A reportagem da EXAME­ estava lá. “Hoje enfrentamos o que eu chamaria de emergência nos oceanos”, disse o secretário-geral das Nações Unidas, António Guterres, na primeira conferência da chamada década dos oceanos, que busca soluções concretas até 2030.

O desafio dos líderes de governos ao redor do mundo é dedicar esforços para o combate à poluição no mar, assim como acontece com outros temas como a pandemia de covid-19, a descarbonização do meio ambiente, e a guerra entre Rússia e Ucrânia. “As ações russas na Ucrânia são repreensíveis; porém, não podem ficar no caminho do trabalho que precisamos fazer. O meio ambiente e o clima não param por causa de uma invasão. Vidas estão em jogo, e os oceanos tocam em todos os aspectos delas”, disse John Kerry, enviado especial para o clima da Casa Branca, durante o evento.

Uma forma de pensar no problema é encarar o oceano como um país. Afinal, ele fornece alimento e condições de vida para mais de 3 bilhões de pessoas, sendo responsável por 30 milhões de empregos diretos e gerando uma riqueza de 3 trilhões de dólares ao ano. Isso significa que o oceano poderia ser classificado, em termos econômicos, como a quinta maior economia do mundo, segundo a Unesco.

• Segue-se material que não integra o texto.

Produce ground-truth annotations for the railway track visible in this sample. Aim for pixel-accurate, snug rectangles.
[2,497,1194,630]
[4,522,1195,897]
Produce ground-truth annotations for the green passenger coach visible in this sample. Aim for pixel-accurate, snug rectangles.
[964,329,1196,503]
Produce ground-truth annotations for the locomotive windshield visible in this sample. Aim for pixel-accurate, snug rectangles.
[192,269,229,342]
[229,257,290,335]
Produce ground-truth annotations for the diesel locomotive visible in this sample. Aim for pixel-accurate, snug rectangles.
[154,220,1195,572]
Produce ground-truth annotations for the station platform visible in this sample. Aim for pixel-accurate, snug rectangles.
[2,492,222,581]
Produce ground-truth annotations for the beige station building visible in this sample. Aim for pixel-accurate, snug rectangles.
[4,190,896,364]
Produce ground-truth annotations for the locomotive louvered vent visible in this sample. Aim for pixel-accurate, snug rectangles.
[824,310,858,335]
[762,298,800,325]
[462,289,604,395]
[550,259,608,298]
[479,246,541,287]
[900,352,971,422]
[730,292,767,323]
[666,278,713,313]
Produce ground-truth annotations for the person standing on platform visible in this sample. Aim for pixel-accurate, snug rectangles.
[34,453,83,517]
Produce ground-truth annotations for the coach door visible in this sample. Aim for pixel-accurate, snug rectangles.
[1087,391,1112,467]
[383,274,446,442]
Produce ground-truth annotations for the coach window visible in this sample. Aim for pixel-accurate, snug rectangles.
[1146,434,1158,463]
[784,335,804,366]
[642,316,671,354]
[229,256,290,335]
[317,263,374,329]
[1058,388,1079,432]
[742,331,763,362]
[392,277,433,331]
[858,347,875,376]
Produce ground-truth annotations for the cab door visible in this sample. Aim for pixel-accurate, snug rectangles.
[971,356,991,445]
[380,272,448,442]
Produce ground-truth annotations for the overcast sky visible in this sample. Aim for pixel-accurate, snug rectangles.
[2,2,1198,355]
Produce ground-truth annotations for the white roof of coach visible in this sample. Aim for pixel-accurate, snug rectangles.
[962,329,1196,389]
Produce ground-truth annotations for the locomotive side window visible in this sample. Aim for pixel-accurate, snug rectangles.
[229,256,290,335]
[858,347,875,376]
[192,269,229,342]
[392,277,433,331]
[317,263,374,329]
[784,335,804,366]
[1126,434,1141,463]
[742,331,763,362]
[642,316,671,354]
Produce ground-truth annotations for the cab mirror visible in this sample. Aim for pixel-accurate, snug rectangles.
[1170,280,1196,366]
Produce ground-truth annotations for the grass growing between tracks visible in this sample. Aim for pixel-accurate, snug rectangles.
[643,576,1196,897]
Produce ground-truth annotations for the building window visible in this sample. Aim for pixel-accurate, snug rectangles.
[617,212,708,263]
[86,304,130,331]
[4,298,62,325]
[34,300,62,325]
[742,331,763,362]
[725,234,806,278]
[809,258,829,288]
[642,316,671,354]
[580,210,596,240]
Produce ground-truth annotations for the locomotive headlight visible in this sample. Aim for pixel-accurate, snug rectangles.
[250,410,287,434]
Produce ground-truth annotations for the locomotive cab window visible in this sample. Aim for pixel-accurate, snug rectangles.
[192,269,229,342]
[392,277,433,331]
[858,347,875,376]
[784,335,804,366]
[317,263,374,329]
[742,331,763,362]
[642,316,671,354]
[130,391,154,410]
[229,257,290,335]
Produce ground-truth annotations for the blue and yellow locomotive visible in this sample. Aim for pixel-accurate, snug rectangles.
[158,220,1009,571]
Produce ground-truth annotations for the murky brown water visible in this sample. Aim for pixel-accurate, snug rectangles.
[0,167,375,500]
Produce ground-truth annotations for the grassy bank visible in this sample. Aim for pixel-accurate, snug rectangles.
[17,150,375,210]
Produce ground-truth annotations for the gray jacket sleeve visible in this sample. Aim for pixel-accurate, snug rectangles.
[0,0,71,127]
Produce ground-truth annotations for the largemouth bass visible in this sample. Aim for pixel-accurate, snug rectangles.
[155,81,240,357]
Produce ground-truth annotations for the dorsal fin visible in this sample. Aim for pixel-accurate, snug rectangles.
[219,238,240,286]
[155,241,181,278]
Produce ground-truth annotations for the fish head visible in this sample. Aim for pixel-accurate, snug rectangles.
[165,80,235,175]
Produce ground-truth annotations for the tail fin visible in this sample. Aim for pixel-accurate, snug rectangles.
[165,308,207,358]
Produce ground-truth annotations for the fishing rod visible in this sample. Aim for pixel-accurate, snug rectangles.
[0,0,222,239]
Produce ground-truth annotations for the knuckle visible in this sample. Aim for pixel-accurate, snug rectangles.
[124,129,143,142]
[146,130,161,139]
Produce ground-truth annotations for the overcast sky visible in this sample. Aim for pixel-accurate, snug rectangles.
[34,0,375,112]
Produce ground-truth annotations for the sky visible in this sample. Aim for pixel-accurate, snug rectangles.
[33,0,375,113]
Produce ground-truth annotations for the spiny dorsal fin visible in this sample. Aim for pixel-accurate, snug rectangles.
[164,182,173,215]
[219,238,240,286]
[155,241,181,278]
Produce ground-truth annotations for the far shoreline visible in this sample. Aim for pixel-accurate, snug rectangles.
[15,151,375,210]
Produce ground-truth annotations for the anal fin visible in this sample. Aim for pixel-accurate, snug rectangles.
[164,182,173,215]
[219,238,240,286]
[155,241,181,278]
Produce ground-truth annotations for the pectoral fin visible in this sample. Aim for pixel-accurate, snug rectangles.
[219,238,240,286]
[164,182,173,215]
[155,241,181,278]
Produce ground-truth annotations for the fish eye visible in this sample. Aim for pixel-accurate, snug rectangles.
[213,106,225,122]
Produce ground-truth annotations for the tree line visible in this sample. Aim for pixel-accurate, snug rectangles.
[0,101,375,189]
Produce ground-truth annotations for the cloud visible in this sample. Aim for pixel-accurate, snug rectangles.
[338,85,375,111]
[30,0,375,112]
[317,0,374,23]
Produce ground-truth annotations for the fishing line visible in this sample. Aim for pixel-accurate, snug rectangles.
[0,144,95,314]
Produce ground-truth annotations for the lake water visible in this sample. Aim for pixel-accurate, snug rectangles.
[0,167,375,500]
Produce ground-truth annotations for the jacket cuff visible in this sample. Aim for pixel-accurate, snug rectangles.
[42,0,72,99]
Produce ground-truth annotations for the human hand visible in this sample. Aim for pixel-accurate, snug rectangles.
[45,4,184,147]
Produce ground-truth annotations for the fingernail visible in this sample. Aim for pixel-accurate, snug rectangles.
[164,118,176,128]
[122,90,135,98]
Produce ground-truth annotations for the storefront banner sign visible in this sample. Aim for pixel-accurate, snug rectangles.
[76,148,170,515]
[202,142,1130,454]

É por isso também que é preciso haver mais entendimento sobre a importância da economia azul, ou seja, o valor econômico das atividades relacionadas aos oceanos, mares e regiões costeiras que abrangem muitos setores e têm forte conexão entre os países. “Os oceanos devem ser vistos como um ativo social e econômico, que tem poder de frear as mudanças climáticas, promover energia e garantir a biodiversidade”, afirma Duarte Cordeiro, ministro do Ambiente e Ação Climática de Portugal. “Este é o ano mais quente desde 1931, o que implica ter menos água na agricultura, na produção de eletricidade e mais. Cuidar do saneamento, lixo e praias é fundamental para garantir a sustentabilidade dos países.”

Para os especialistas e autoridades presentes em Lisboa, é preciso, ainda, que a temática dos oceanos seja trabalhada com o restante das ações para frear as mudanças do clima, como a descarbonização e outros temas que dominaram a Conferência das Partes, a COP26, em Glasgow, em novembro de 2021, e devem seguir na edição deste ano. “É cada vez mais conhecido que, se o transporte marítimo fosse um país, seria o oitavo maior emissor de gases de efeito estufa.

Em maio, os Estados Unidos e a Noruega anunciaram um desafio para a COP27 para ajudar a colocar o setor no caminho desta década em direção à descarbonização total até 2050”, afirmou John Kerry. Assim, a indústria marítima deve ser mais sustentável, bem como os oceanos precisam ser protegidos para que as emissões sejam evitadas. “As atividades humanas têm gerado consequências drásticas.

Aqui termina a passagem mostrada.